I had the CT because of chronic pancreatic pain that started out as "attacks" from a couple of times a month to finally after 3 months of use without interruption, "attacks" 2-3 times a week. My PA put Onglyza on my allergies list.
In the meantime, I lost almost 50 lbs in 5 months due to illness. Loss of appetite, pancreatic pain, chronic diarrhea, then eventually, inability to move my bowels. Severe back pain from the pancreas, and severe chest pain sent me to the ER where I was worked up for cardiac pain. I was cardiac cleared, but told my amylase was very low.

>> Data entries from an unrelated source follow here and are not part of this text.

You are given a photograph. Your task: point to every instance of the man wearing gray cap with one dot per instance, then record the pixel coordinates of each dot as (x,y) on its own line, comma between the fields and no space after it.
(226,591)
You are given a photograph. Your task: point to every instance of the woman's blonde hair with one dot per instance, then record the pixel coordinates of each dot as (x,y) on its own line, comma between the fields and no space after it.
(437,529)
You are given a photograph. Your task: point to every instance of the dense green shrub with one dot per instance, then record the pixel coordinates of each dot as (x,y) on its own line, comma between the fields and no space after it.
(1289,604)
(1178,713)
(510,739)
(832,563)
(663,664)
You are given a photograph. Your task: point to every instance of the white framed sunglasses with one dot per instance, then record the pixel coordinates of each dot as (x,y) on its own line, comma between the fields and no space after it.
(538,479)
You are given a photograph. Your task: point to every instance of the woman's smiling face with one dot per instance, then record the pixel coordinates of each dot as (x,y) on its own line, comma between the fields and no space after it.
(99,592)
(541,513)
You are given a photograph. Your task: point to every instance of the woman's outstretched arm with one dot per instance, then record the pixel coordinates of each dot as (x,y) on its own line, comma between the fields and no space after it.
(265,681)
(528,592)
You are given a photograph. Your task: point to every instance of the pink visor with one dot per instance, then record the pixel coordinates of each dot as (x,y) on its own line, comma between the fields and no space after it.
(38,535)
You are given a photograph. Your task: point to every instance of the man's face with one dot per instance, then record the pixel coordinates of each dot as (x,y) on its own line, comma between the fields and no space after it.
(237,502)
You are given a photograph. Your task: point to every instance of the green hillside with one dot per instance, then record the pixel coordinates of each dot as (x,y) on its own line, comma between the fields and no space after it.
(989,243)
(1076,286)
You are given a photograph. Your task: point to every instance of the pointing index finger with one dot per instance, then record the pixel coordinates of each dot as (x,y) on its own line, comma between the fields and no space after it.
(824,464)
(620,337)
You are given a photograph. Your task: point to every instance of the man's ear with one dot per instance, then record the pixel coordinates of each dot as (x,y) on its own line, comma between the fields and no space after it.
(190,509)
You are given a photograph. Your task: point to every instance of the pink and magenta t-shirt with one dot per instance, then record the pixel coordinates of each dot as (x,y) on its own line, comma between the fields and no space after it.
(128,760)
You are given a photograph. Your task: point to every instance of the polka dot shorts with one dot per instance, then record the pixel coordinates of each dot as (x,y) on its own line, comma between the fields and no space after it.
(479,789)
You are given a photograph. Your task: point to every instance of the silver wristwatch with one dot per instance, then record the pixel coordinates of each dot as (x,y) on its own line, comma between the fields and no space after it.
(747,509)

Still seeking a diagnosis, but I lay the blame squarely on Onglyza. I'd had pancreatic issues in the past, and argued with the PA that prescribed it, she was calling me non-compliant, and I feared repercussion from my insurance company.
I even took an article about the dangers of Onglyza, particularly in patients with a history, and she made me feel foolish.
I wish I had listened to my instincts, I fear not only damage to my pancreas that is irreversible, but also severe damage to my left kidney, though I have bilateral kidney pain.
I was off all diabetes meds, and control sugars strictly low to no carb. I can barely eat anymore, I have severe anorexia.
I would warn anyone taking Onglyza to consider a change and try Dr Itua Herbal Medicine, and anyone considering taking it, to select a different avenue. I have been suffering severely for about 9 months, but the past 7 months have been good with the help of Dr Itua herbal medicine which I took for 4 weeks.
I have been off Onglyza now, for 7 months, and simply 100% improvement with the help of Dr Itua. I had none of these issues except a history of pancreatitis in my distant past.